On a aussi un objectif de revalorisation des retraites, c’est posé, elle a eu lieu, 2,2 %, dans un monde d’ailleurs où l’inflation est à 1,3 %. Tout ça, c’est ce qui est dans la lettre du Premier ministre.

Amélie De Montchalin, ministre chargée des Comptes publics, le 26/01/2025

Ces concessions coûtent trop cher, grince-t-on à droite. Selon Bercy, la facture se monterait à 3 milliards. Et pour Olivier Faure, le compte n’y est pas.

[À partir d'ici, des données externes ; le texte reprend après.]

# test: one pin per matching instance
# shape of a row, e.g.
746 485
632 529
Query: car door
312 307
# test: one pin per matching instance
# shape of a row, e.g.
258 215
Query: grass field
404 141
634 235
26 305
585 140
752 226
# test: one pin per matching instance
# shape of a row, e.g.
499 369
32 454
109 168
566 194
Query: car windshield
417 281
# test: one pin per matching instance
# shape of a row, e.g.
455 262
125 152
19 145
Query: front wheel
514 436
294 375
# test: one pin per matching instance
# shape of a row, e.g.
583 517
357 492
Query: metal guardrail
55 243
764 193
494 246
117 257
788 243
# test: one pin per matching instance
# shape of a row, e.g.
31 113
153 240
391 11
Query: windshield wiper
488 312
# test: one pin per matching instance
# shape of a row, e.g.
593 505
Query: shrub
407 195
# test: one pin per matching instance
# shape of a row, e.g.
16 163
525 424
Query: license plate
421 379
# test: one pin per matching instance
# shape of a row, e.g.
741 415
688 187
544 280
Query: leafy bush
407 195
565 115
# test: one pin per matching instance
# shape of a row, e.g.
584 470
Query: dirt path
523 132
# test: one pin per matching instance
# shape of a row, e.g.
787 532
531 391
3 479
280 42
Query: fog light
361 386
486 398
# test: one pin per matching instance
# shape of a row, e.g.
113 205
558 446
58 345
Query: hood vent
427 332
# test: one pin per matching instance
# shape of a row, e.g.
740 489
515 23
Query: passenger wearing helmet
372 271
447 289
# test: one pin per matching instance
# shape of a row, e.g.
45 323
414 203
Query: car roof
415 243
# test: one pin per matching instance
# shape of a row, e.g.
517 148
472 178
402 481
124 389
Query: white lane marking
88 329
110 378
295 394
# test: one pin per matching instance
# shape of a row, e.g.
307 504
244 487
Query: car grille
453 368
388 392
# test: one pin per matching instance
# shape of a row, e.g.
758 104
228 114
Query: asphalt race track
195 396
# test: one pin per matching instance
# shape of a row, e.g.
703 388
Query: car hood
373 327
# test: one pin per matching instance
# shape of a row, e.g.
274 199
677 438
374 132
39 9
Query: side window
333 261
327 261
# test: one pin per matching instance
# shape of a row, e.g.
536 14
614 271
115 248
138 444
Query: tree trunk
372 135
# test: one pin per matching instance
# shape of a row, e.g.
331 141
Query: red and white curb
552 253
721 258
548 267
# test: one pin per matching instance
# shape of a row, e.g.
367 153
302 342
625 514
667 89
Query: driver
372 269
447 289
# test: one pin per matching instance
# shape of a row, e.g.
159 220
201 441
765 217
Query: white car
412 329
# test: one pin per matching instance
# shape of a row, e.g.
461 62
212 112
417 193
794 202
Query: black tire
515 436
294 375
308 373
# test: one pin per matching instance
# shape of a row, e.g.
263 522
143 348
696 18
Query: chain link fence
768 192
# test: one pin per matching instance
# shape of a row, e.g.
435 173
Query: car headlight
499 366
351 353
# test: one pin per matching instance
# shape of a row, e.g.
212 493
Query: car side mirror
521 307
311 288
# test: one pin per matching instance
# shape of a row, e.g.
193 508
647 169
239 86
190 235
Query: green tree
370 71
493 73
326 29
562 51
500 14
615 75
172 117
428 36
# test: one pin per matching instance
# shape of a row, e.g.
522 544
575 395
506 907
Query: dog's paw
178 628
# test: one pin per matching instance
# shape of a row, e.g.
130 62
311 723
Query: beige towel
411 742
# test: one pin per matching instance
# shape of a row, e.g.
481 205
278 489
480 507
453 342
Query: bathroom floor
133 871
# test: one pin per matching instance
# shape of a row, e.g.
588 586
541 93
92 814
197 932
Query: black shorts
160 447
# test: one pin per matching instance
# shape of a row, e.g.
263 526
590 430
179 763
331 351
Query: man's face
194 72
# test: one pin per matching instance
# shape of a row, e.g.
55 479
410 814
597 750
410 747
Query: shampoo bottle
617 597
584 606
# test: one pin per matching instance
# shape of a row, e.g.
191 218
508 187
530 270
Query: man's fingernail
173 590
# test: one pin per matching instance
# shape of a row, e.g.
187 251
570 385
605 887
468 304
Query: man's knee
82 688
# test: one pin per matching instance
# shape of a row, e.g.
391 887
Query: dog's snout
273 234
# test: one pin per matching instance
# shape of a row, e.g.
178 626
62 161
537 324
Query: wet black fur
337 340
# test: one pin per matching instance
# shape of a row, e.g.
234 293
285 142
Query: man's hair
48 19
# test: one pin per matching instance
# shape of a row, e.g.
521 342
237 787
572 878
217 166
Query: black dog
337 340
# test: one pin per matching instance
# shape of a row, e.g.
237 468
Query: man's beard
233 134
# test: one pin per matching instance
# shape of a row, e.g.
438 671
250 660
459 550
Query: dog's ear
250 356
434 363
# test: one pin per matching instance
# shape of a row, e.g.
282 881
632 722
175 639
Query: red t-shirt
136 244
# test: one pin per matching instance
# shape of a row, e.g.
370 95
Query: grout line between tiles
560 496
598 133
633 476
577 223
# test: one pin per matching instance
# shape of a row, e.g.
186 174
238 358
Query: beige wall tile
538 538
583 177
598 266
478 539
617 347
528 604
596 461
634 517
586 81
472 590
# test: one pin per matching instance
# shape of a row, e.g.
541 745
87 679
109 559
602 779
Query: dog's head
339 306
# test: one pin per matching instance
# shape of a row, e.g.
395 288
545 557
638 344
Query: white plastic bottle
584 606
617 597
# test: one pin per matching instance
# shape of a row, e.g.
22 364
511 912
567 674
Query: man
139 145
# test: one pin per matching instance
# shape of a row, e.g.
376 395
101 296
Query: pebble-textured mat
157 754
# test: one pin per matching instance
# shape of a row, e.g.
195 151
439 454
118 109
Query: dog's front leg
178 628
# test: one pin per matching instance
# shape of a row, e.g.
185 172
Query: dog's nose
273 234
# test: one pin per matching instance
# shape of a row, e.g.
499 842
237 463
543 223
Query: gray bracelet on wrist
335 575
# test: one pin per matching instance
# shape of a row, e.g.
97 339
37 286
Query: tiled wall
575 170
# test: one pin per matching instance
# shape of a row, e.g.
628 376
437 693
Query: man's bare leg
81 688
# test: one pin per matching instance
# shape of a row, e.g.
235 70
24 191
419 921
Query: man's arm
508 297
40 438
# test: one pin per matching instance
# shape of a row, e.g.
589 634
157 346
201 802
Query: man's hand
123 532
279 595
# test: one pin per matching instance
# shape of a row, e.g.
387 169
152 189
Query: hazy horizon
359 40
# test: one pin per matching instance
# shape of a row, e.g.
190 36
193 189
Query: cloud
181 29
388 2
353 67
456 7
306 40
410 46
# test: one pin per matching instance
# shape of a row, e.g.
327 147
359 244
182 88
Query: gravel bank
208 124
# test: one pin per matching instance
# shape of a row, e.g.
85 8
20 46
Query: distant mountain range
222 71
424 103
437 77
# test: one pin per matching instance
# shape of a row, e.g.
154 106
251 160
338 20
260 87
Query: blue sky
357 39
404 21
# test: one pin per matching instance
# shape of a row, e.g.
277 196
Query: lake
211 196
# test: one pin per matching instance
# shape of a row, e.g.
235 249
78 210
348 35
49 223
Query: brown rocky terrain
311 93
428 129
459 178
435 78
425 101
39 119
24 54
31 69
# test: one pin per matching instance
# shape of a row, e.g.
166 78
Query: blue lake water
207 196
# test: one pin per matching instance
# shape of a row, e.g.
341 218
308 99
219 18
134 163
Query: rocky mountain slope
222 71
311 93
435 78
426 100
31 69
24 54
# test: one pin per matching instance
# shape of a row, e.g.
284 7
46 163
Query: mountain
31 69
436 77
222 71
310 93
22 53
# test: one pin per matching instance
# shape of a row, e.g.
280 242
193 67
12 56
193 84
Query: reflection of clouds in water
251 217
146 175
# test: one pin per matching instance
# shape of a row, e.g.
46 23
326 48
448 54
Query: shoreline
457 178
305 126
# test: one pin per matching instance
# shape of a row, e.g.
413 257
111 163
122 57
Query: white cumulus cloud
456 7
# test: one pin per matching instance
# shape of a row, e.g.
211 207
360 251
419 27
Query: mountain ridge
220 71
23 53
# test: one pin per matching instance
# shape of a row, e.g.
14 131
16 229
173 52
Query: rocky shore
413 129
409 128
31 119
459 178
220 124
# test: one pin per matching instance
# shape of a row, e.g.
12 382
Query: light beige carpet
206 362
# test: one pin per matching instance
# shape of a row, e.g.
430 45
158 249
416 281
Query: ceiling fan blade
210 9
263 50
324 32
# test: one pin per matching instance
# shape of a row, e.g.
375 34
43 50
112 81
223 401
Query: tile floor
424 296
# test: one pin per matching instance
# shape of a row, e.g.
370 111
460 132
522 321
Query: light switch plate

Au moment où nous nous parlons, la discussion n’est pas achevée. Nous continuons à discuter avec le gouvernement. Et ce qui sort du Sénat n’est pas tolérable et d’ailleurs nous avons voté contre au Sénat.

Nous n’avons pas voté ce budget ni même nous ne nous sommes pas abstenus, nous avons voté contre ce budget qui n’est pas à l’évidence un budget qui permet d’avoir une majorité de non-censure puisqu’en réalité nous ne soutenons pas ce budget non plus. En l’état, le compte n’y est pas.

Olivier Faure, député Socialistes et apparentés et Premier secrétaire du Parti socialiste, le 26/01/2025

Le compte à rebours est lancé

Les négociations vont donc être serrées dans les jours qui viennent. Car cette fois, le Rassemblement national pourrait bien voter la censure. En retrait depuis le décès de son père, Marine Le Pen n’a pas encore donné ses consignes. Mais ses lieutenants annoncent la couleur.

C’est un budget d’austérité, c’est un budget de retard, c’est un budget qui ne définit pas les bonnes priorités.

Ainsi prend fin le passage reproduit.